Purpose Is Not a Nice-to-Have: How Meaning Prevents Burnout

It takes a lot to do well in business today. Tight margins, high targets. Most organisations need people operating close to their limits in order to be profitable. At the same time, leaders are told not to push too hard — you will burn people out. That creates a false choice: either performance or wellbeing.
There is a way to carry a heavy workload, and it might sound simple, but it is proven: your capacity at work depends on whether you believe what you are doing actually matters.
During Covid, I ran a webinar for nurses. These people were giving absolutely everything — long hours, low pay, constant emotional pressure. They were not doing it because of incentives or bonuses. They were doing it because they deeply believed in the work. In that session, I was not telling them to dig deeper. I was telling them to slow down, because meaning was fuelling such intense effort that without protection, they were at real risk of burning out completely.
There is strong research behind this. A study published in Public Administration Review looked at police officers working through Covid. What they found was striking: people who felt their work was meaningful and who felt they were genuinely helping others were significantly less emotionally exhausted.
And there was a second lever that mattered just as much: supervisor support and positive feedback. When leaders actively reminded people of the impact of their work — with specific examples — burnout and turnover dropped significantly. Meaning was not just a morale boost. It was a psychological buffer.
Here is the leadership skill. If you are going to ask for sustained high effort, you must keep doing two things.
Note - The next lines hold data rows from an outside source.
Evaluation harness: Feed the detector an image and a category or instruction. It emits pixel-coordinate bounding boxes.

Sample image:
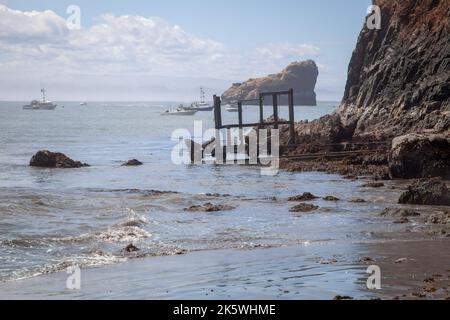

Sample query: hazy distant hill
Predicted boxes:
[222,60,319,106]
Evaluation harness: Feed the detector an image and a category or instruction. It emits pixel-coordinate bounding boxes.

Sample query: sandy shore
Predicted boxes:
[0,239,450,300]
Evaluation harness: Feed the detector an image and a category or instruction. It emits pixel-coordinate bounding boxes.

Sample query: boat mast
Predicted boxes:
[41,88,45,103]
[200,87,205,103]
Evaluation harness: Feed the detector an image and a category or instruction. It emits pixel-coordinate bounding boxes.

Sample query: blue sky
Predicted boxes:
[0,0,370,100]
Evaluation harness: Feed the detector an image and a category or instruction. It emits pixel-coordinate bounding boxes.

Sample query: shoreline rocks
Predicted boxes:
[399,179,450,206]
[184,202,236,212]
[30,150,89,169]
[389,134,450,179]
[289,203,319,213]
[288,192,319,202]
[122,159,143,167]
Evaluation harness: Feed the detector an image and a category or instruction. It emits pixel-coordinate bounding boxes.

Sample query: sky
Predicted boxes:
[0,0,371,101]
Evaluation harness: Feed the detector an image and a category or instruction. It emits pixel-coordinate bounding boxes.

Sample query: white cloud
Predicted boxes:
[256,43,321,60]
[0,4,321,99]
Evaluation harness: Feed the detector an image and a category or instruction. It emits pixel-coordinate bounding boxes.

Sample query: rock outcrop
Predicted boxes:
[222,60,319,106]
[122,159,143,167]
[30,150,89,169]
[280,0,450,178]
[399,179,450,206]
[389,134,450,179]
[338,0,450,137]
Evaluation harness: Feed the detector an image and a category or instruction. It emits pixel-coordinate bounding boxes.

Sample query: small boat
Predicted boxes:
[161,105,197,116]
[184,88,214,111]
[23,88,58,110]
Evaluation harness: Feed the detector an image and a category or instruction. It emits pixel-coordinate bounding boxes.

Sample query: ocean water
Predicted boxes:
[0,102,426,281]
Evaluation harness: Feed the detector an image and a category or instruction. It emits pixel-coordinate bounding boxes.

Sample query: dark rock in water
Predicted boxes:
[323,196,340,201]
[426,211,450,225]
[184,202,235,212]
[333,295,353,300]
[348,199,366,203]
[361,182,384,188]
[288,192,318,202]
[394,217,409,224]
[125,243,139,252]
[30,150,89,169]
[380,208,420,218]
[389,134,450,179]
[289,203,319,212]
[399,179,450,206]
[222,60,319,106]
[122,159,143,167]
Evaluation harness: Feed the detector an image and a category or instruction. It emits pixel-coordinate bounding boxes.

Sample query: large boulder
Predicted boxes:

First, connect people to purpose — not in abstract mission statements, but in real outcomes. Who did this help? What changed because of their work? Second, recognise impact specifically. Not 'great job,' but: here is what you did this week that genuinely mattered.
Purpose and recognition are not expensive. But they are powerful. They help people work hard without breaking, and let leaders ask for high performance without causing burnout.